This class provides an implementation of the Levenshtein distance algorithm,
which may be used to determine the minimum number of changes required to
transform one string into another. For the purpose of this algorithm, a
change is defined as replacing one character with another, inserting a new
character, or removing an existing character.
The basic algorithm works as follows for a source string S of length X and
a target string T of length Y:
- Create a matrix M with dimensions of X+1, Y+1.
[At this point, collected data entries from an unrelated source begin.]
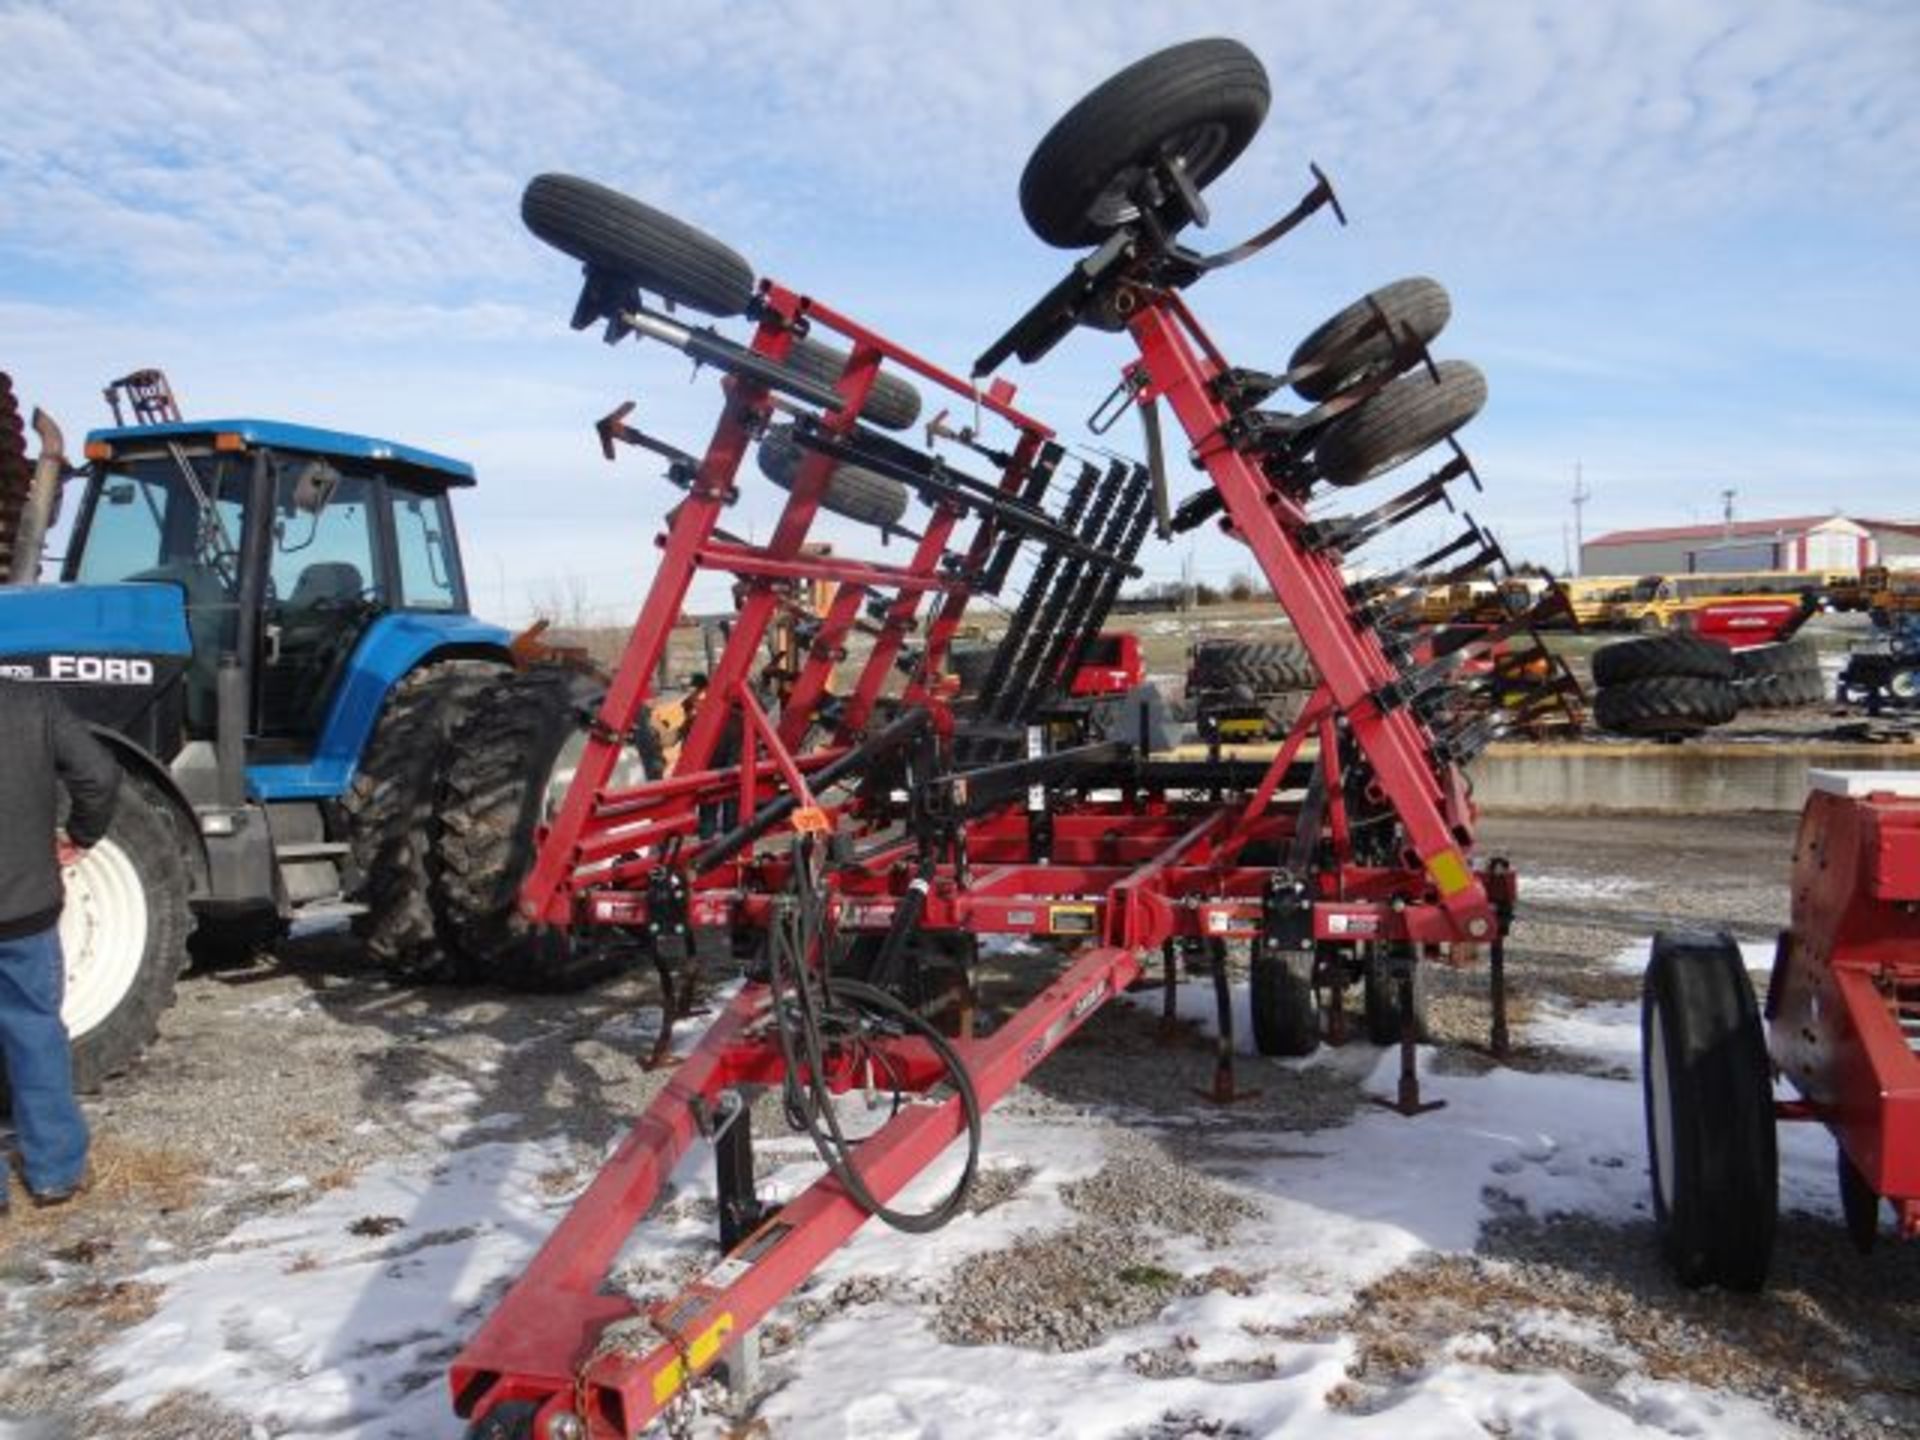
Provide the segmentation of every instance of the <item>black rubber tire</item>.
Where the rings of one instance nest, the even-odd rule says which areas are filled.
[[[1137,218],[1126,196],[1145,167],[1172,153],[1204,188],[1247,148],[1271,100],[1265,68],[1237,40],[1190,40],[1136,60],[1034,147],[1020,174],[1020,212],[1049,245],[1098,245]]]
[[[1717,640],[1684,631],[1620,640],[1593,652],[1593,683],[1624,685],[1669,677],[1732,680],[1733,652]]]
[[[838,385],[853,357],[845,350],[822,345],[817,340],[796,340],[787,351],[787,364],[811,380],[823,385]],[[920,418],[920,391],[911,382],[882,370],[873,377],[860,406],[860,418],[882,430],[906,430]]]
[[[113,823],[95,847],[100,853],[82,862],[84,867],[124,860],[144,897],[146,919],[138,969],[117,998],[109,997],[109,1007],[72,1036],[73,1083],[83,1092],[98,1090],[153,1043],[161,1015],[173,1004],[174,984],[187,968],[187,934],[193,926],[187,908],[190,877],[180,831],[167,807],[166,798],[145,779],[123,774]],[[76,879],[69,884],[67,910],[61,915],[69,977],[86,970],[93,944],[92,916],[79,883]],[[76,988],[70,979],[70,1002]],[[71,1009],[68,1013],[71,1016]]]
[[[1816,675],[1820,673],[1820,650],[1810,635],[1795,636],[1778,645],[1755,645],[1749,650],[1735,650],[1731,654],[1735,680],[1759,680],[1768,675],[1787,675],[1808,670]]]
[[[513,990],[583,989],[626,968],[630,948],[521,917],[547,782],[599,696],[589,676],[522,671],[482,692],[454,736],[440,786],[433,902],[463,974]]]
[[[1402,375],[1328,423],[1313,448],[1320,478],[1359,485],[1438,445],[1478,415],[1487,381],[1465,360],[1442,360],[1435,383],[1425,366]]]
[[[0,584],[13,573],[13,547],[32,488],[33,464],[27,459],[26,427],[14,398],[13,378],[0,371]]]
[[[1739,713],[1731,683],[1690,676],[1607,685],[1593,697],[1594,722],[1616,735],[1698,735]]]
[[[760,441],[760,473],[782,490],[791,490],[806,453],[793,438],[792,427],[776,426]],[[820,504],[849,520],[887,529],[907,513],[907,487],[890,475],[877,475],[858,465],[836,465],[827,477],[827,493]]]
[[[1266,640],[1201,640],[1187,656],[1187,688],[1194,694],[1244,686],[1253,696],[1311,690],[1320,672],[1304,645]]]
[[[440,780],[449,746],[474,701],[511,675],[501,663],[422,665],[387,694],[361,754],[343,810],[358,884],[348,899],[367,907],[353,933],[367,958],[397,979],[463,980],[433,905],[433,848]]]
[[[1773,1255],[1779,1174],[1772,1066],[1740,947],[1662,932],[1641,988],[1653,1218],[1688,1289],[1757,1291]]]
[[[685,221],[577,175],[536,175],[520,218],[554,249],[705,315],[739,315],[753,267]]]
[[[1438,280],[1416,275],[1382,285],[1317,326],[1294,347],[1293,356],[1287,361],[1289,370],[1305,365],[1326,366],[1316,374],[1295,381],[1296,394],[1304,400],[1318,402],[1356,380],[1372,379],[1401,368],[1394,360],[1393,337],[1373,333],[1360,338],[1376,319],[1376,305],[1396,332],[1412,330],[1422,344],[1429,345],[1447,328],[1447,321],[1453,315],[1453,301]]]
[[[1736,680],[1733,689],[1742,710],[1796,710],[1827,701],[1826,677],[1818,670],[1785,670]]]
[[[1254,946],[1247,988],[1253,1009],[1253,1048],[1262,1055],[1297,1059],[1320,1048],[1320,997],[1313,988],[1313,959],[1312,951],[1273,953],[1265,946]]]
[[[1402,957],[1412,961],[1414,1038],[1427,1038],[1427,967],[1411,946],[1395,942],[1373,946],[1360,976],[1361,1010],[1367,1039],[1374,1045],[1400,1043],[1405,1011],[1400,1004],[1400,982],[1393,972]]]

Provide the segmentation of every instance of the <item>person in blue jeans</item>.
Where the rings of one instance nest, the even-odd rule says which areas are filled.
[[[71,804],[58,827],[60,790]],[[0,680],[0,1063],[20,1168],[36,1205],[87,1186],[87,1121],[60,1022],[60,872],[107,833],[120,767],[43,685]],[[7,1172],[0,1165],[0,1213]]]

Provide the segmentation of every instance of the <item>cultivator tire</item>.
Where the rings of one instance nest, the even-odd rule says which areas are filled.
[[[1234,40],[1192,40],[1137,60],[1041,138],[1020,175],[1020,212],[1049,245],[1098,245],[1139,217],[1131,192],[1162,156],[1204,188],[1247,148],[1271,100],[1266,70]],[[1169,205],[1157,218],[1185,217]]]
[[[1360,994],[1363,1017],[1367,1027],[1367,1040],[1374,1045],[1398,1045],[1406,1011],[1400,1004],[1400,982],[1393,974],[1394,962],[1399,954],[1395,947],[1375,945],[1367,953],[1365,969],[1360,976]],[[1427,967],[1420,957],[1413,960],[1413,1033],[1414,1038],[1427,1038]]]
[[[533,1422],[539,1414],[538,1401],[505,1401],[469,1425],[466,1440],[534,1440]]]
[[[1328,423],[1314,463],[1331,485],[1359,485],[1438,445],[1478,415],[1487,381],[1465,360],[1442,360],[1436,382],[1423,366]]]
[[[1734,693],[1742,710],[1794,710],[1821,705],[1827,699],[1827,681],[1819,670],[1786,670],[1736,680]]]
[[[454,733],[485,688],[512,672],[484,660],[423,665],[387,696],[347,791],[347,839],[367,907],[353,933],[367,958],[404,980],[463,980],[433,906],[440,782]]]
[[[1244,857],[1243,857],[1244,858]],[[1255,945],[1249,967],[1253,1048],[1297,1059],[1320,1048],[1320,999],[1313,988],[1313,952],[1271,952]]]
[[[1767,1281],[1779,1185],[1772,1066],[1740,947],[1658,934],[1641,990],[1654,1224],[1688,1289]]]
[[[823,385],[837,386],[852,358],[845,350],[817,340],[796,340],[787,351],[789,368]],[[882,430],[908,429],[920,418],[920,391],[898,375],[882,371],[873,377],[873,388],[860,406],[860,418]]]
[[[1740,700],[1725,680],[1659,676],[1596,691],[1593,718],[1616,735],[1698,735],[1740,713]]]
[[[789,427],[769,430],[760,442],[760,473],[782,490],[791,490],[806,454]],[[858,465],[836,465],[827,477],[820,504],[836,515],[884,530],[898,525],[907,513],[907,487],[890,475],[876,475]]]
[[[632,958],[585,932],[536,926],[519,911],[550,782],[598,694],[592,677],[577,671],[523,671],[477,696],[454,737],[440,786],[433,902],[466,975],[513,990],[579,990]]]
[[[75,1088],[98,1090],[153,1043],[187,966],[189,883],[167,800],[124,772],[113,823],[66,876],[61,1016],[73,1042]]]
[[[1311,690],[1320,672],[1304,645],[1258,640],[1202,640],[1187,662],[1187,682],[1196,693],[1242,688],[1254,696]]]
[[[1393,335],[1368,333],[1379,314],[1386,316]],[[1431,344],[1446,329],[1452,316],[1453,301],[1438,280],[1421,275],[1382,285],[1354,301],[1294,347],[1293,357],[1287,361],[1289,370],[1308,365],[1326,367],[1294,381],[1294,391],[1301,399],[1317,403],[1356,381],[1402,369],[1394,353],[1398,335],[1411,330],[1422,345]]]
[[[1678,631],[1622,640],[1593,652],[1595,685],[1659,679],[1732,680],[1737,674],[1733,652],[1726,646]]]
[[[1755,645],[1750,650],[1735,650],[1733,678],[1737,681],[1760,680],[1769,675],[1790,675],[1811,670],[1820,673],[1820,651],[1808,635],[1783,640],[1778,645]]]
[[[739,315],[753,267],[686,222],[576,175],[536,175],[520,218],[574,259],[705,315]]]

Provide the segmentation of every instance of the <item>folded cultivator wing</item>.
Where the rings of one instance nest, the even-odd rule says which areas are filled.
[[[1381,1038],[1404,1039],[1400,1105],[1412,1111],[1418,973],[1485,947],[1504,1043],[1514,883],[1470,858],[1460,767],[1500,723],[1469,690],[1511,681],[1484,663],[1507,628],[1436,654],[1400,599],[1414,571],[1484,570],[1498,548],[1463,518],[1461,537],[1412,571],[1352,568],[1381,534],[1450,509],[1453,482],[1477,487],[1453,436],[1485,386],[1472,366],[1429,356],[1448,313],[1429,280],[1342,311],[1284,370],[1233,365],[1208,338],[1188,289],[1310,214],[1338,213],[1315,171],[1301,204],[1245,245],[1204,255],[1176,239],[1204,223],[1201,188],[1266,106],[1259,62],[1211,40],[1139,62],[1070,111],[1028,165],[1021,204],[1042,239],[1091,248],[966,376],[808,292],[756,282],[739,255],[638,201],[565,176],[528,187],[528,225],[585,267],[576,328],[684,351],[719,372],[722,403],[697,455],[627,424],[631,407],[602,422],[610,455],[617,442],[661,455],[686,493],[513,922],[554,963],[609,935],[638,941],[668,982],[669,1020],[710,957],[744,957],[745,983],[455,1362],[474,1433],[635,1434],[870,1216],[944,1223],[965,1200],[983,1111],[1150,957],[1171,985],[1181,953],[1248,942],[1257,1038],[1279,1052],[1317,1043],[1318,997],[1337,1003],[1364,972],[1370,1002],[1377,989],[1381,1014],[1400,1017]],[[751,335],[674,318],[648,295],[744,316]],[[1137,463],[1082,454],[991,378],[1081,325],[1134,342],[1090,425],[1135,411]],[[971,424],[936,419],[922,447],[901,432],[928,387]],[[1301,403],[1280,408],[1289,391]],[[1436,446],[1437,469],[1366,513],[1310,515],[1329,487]],[[1201,484],[1176,505],[1168,459],[1181,448]],[[764,543],[724,528],[756,469],[786,492]],[[823,510],[893,537],[896,558],[809,544]],[[1317,677],[1271,760],[1156,753],[1144,697],[1116,721],[1110,698],[1069,693],[1150,535],[1210,523],[1247,547]],[[677,758],[636,782],[622,756],[647,731],[653,677],[703,571],[732,579],[738,613]],[[817,611],[797,604],[822,584]],[[976,598],[1010,620],[990,657],[970,657],[961,693],[949,655]],[[783,624],[793,643],[768,666]],[[1065,958],[1010,1018],[974,1033],[981,935],[1049,937],[1044,953]],[[1230,1074],[1219,1083],[1230,1095]],[[751,1097],[768,1088],[826,1167],[777,1209],[753,1185]],[[863,1136],[838,1108],[850,1090],[891,1096]],[[726,1253],[636,1313],[607,1292],[607,1270],[696,1137],[716,1152]],[[898,1208],[962,1137],[947,1193]]]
- Fill the first row with sequentially-increasing values 0 through
X.
- Fill the first column with sequentially-increasing values 0 through
Y.
- Create a nested loop iterating over the characters in the strings. In
the outer loop, iterate through characters in S from 0 to X-1 using an
iteration counter I. In the inner loop, iterate through the characters
in T from 0 to Y-1 using an iterator counter J. Calculate the
following three things and place the smallest value in the matrix in
row I+1 column J+1:
- One more than the value in the matrix position immediately to the
left (i.e., 1 + M[I][J+1]).
- One more than the value in the matrix position immediately above
(i.e., 1 + M[I+1][J]).
- Define a value V to be zero if S[I] is the same as T[J], or one if
they are different. Add that value to the value in the matrix
position immediately above and to the left (i.e.,
V + M[I][J]).
- The Levenshtein distance value, which is the least number of changes
needed to transform the source string into the target string, will be
the value in the bottom right corner of the matrix (i.e.,
M[X][Y]).
Note that this is a completely "clean room" implementation, developed from a
description of the algorithm, rather than copying an existing implementation.
Doing it in this way eliminates copyright and licensing concerns associated
with using an existing implementation.